In 2011, DAMAC launched residences in partnership with Versace Home in Jeddah, and in 2019, DAMAC secured $229 million in financing from Barclays Bank, Burgan Bank, and Emirates NBD to build a 50-story residential tower in London to also be designed in partnership with Versace Home. Other collaborations over the years include the launch of branded residences in Riyadh and Dubai with Fendi in 2013 and the opening of the Trump International Golf Course in Dubai in 2017, as well as the acquisition of fashion brand Robert Cavalli in 2019 and jewelry brand de Grisogono in 2022, with both brands now designing DAMAC projects currently under development.

Looking ahead, the chairman expects future growth to come from the expansion of the group’s data center business, as well as property and hospitality projects in Saudi Arabia, Dubai, and internationally, saying that he believes Dubai is going to continue doing extremely well, albeit with land banks becoming more expensive as they become scarcer.

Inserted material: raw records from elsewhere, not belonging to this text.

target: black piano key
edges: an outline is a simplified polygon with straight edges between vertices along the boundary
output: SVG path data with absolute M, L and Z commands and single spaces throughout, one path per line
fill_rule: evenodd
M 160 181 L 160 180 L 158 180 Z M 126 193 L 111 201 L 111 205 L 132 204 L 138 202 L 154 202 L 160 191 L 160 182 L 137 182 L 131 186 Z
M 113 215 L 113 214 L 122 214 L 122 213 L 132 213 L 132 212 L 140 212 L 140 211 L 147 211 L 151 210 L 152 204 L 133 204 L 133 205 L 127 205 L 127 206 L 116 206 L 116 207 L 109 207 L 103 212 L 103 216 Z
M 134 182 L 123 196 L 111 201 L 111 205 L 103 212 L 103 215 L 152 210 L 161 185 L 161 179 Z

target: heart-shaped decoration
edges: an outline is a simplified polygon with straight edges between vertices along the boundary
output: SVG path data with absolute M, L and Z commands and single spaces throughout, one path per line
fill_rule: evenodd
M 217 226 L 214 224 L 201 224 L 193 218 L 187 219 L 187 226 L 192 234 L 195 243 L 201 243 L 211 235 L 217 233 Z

Faisal Durrani, Partner and Head of Research for MENA at Knight Frank, agrees that forecasts look good, but risks remain. “Dubai’s prime market witnessed a 26.3% price surge in the 12 months leading up to March. Looking ahead to 2024, we anticipate a further 5% increase in prime property values,” he says. “Nevertheless, factors such as a potential global economic slowdown and the resultant impact on the local economy, alongside the possibility of regional tensions, present medium to high risks.”

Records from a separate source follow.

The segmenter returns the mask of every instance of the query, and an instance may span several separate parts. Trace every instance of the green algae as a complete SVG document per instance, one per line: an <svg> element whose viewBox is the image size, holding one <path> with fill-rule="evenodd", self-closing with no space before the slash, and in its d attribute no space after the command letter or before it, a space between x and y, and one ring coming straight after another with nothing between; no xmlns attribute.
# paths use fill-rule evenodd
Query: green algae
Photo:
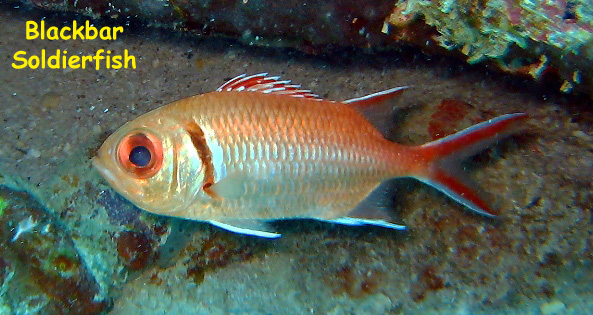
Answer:
<svg viewBox="0 0 593 315"><path fill-rule="evenodd" d="M0 217L4 214L4 210L8 207L8 201L0 197Z"/></svg>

The next Sajwani generation also has its eyes on the future. Most recently, Amira and Ali’s joint business, Amali Properties, which they launched in 2022, unveiled Amali Island in March 2024, a community of 24 luxury three-story villas amongst Dubai’s The World Islands that are being designed to offer an exclusive resort lifestyle to residents. Abbas’s luxury property development company, AHS Properties, which he established in 2021, partnered with FENDI Casa in December 2023 to develop the $850 million ultra-luxury CASA Canal tower, also in Dubai. Meanwhile, Mehdi—a 16-year-old sports enthusiast—is the founder and chairman of the MHS Sports Academy in the DAMAC Hills community. All say they are in daily contact with their father through their work, their very active family WhatsApp group, and regular family meals, with most of the conversations involving business in some way.

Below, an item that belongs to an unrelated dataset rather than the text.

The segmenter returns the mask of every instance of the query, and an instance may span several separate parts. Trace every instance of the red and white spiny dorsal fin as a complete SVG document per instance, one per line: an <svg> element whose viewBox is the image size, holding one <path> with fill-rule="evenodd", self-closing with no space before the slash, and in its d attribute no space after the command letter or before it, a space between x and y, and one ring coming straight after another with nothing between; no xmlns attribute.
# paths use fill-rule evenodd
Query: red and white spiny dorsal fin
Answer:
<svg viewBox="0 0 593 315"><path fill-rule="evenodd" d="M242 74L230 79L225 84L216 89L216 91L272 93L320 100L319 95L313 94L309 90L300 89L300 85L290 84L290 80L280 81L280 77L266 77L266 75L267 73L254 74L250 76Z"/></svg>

Legacy is not something to be taken lightly with an empire as big as the DAMAC Group, but according to Ali—who leads DAMAC’s transformation office—a company-wide evolution is underway to ensure its future as a global corporation. “When you have such high growth and revenue, it puts a lot of strain on the company. Imagine you’re driving a car on the road, and suddenly, you have to go on the race track. The tires wear out, the engine wears out, you have to upgrade everything,” he stresses. “We’re basically trying to configure the company in a way so that in two to three years, you don’t need such heavy involvement from the family. Hopefully, we can sit on boards and take key strategic decisions instead of being so involved operationally.”

While he seems far from ready to take a step back, Sajwani seems pleased with where the next generation is heading. “I am very happy with what they have accomplished so far, and I wish them all the best,” says the chairman. “My job is to train them, show them, and explain things to them, and then they’ll find their own path. I think they’re smart, and I’ve trained them well.”